We have provided an excel file Coral-PR-Otutables.xlsx that summarizes the OTU table used in the analyses as well as separated the and the rare and ricketsialles-dominant taxa (in separate sheets). 

# From now on we will detail the data analyses used to generate the figures in this manuscript
 
#Number of sequences and OTUs used in the analyses as reflected in Table 1.
# To evaluate the statistics of the OTU table regarding the number of sequences per sample, we used:

biom summarize-table -i  coral.biom

# To evaluate the OTU statistics we used the same script with the qualitative flag:

biom summarize-table -i coral.biom --qualitative

# For Figure 2 
#Figure 2 beta and alpha div.pdf) available in this repository.
#Files used: 1) coral.biom; 2) rep_set.tre; 3) Coral_Mapping.txt; 4) alpha_params.txt

# Figure 2A NMDS:
#files needed are: 1) Distance matrix (38distmatrix.csv). Built through the L6 genus-level taxa table (of the 78 non-ricketsialles OTUs) converted to text with taxonomy in the first column 2) Metadata file: metacoral.txt
#Run nmds-for-fig2B.R (also available here) with the above files.

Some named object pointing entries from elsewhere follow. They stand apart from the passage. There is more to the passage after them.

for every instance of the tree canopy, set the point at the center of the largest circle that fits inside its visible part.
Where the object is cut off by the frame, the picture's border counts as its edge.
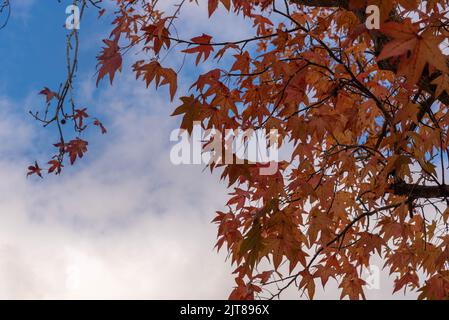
(365, 111)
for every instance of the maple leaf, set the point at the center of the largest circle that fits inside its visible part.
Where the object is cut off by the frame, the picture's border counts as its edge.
(442, 83)
(203, 47)
(76, 148)
(34, 170)
(153, 71)
(191, 109)
(422, 49)
(49, 94)
(56, 166)
(80, 115)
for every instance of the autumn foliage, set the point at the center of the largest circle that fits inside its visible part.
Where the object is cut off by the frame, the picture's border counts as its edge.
(364, 111)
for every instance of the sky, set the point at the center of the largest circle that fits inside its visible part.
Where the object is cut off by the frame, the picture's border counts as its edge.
(124, 223)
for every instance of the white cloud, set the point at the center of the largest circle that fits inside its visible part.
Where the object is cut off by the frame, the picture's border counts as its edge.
(125, 223)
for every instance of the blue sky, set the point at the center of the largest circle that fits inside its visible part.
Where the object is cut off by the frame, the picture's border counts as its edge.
(124, 222)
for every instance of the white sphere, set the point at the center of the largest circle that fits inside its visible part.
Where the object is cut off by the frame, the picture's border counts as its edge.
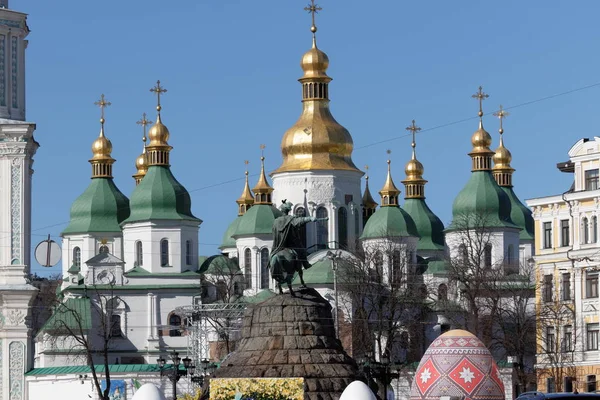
(357, 390)
(148, 391)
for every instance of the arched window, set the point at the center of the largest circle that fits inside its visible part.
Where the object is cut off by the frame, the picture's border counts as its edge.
(248, 268)
(301, 212)
(322, 230)
(487, 255)
(188, 252)
(343, 228)
(175, 323)
(77, 256)
(442, 292)
(164, 253)
(585, 231)
(139, 253)
(264, 270)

# For figure 2B 3D-Biplots:
#These are made with emperor in QIIME files 1) norick.biom = 78 non-ricketsialles OTUs; rep_set.tre;  Coral_Mapping.txt

beta_diversity_through_plots.py -i norick.biom -t rep_set.tre -m Coral_Mapping.txt -o beta

make_emperor.py -i beta/weighted_unifrac_pc.txt -m Coral_Mapping.txt -o biplotoptions6 -t taxarare/L6.txt -n 6 --add_vectors depth

compare_categories.py --method anosim -i /Users/filipa/Desktop/PeerJ4a/DATA\ FOR\ GITBUB/beta/unweighted_unifrac_dm.txt -m Coral_Mapping.txt -c Depth_m -o adonis_out -n 999

# For Fig 2 Panel C Alpha rarefaction plots: 
#Alpha rarefaction curves in QIIME followed by statistical testing

alpha_rarefaction.py -i coral.biom -p alpha_params.txt -t rep_set.tre -m Coral_Mapping.txt -o rare/ -e 28000

compare_alpha_diversity.py -i rare/alpha_div_collated/PD_whole_tree.txt -m Coral_Mapping.txt -c Depth_m -d 28000 -o statpd

#The Depth_m_stats.txt file is available in this repository.


# Figure 3 Taxa Summaries of filtered Rickettsiales and Non-filtered ricketsialles taxa: 
#File rarefied_obs_table.biom; norick_obs_table.biom available here will be used to generate taxa summary plots in QIIME that will have L2 and L6 table used in R to generate the figures.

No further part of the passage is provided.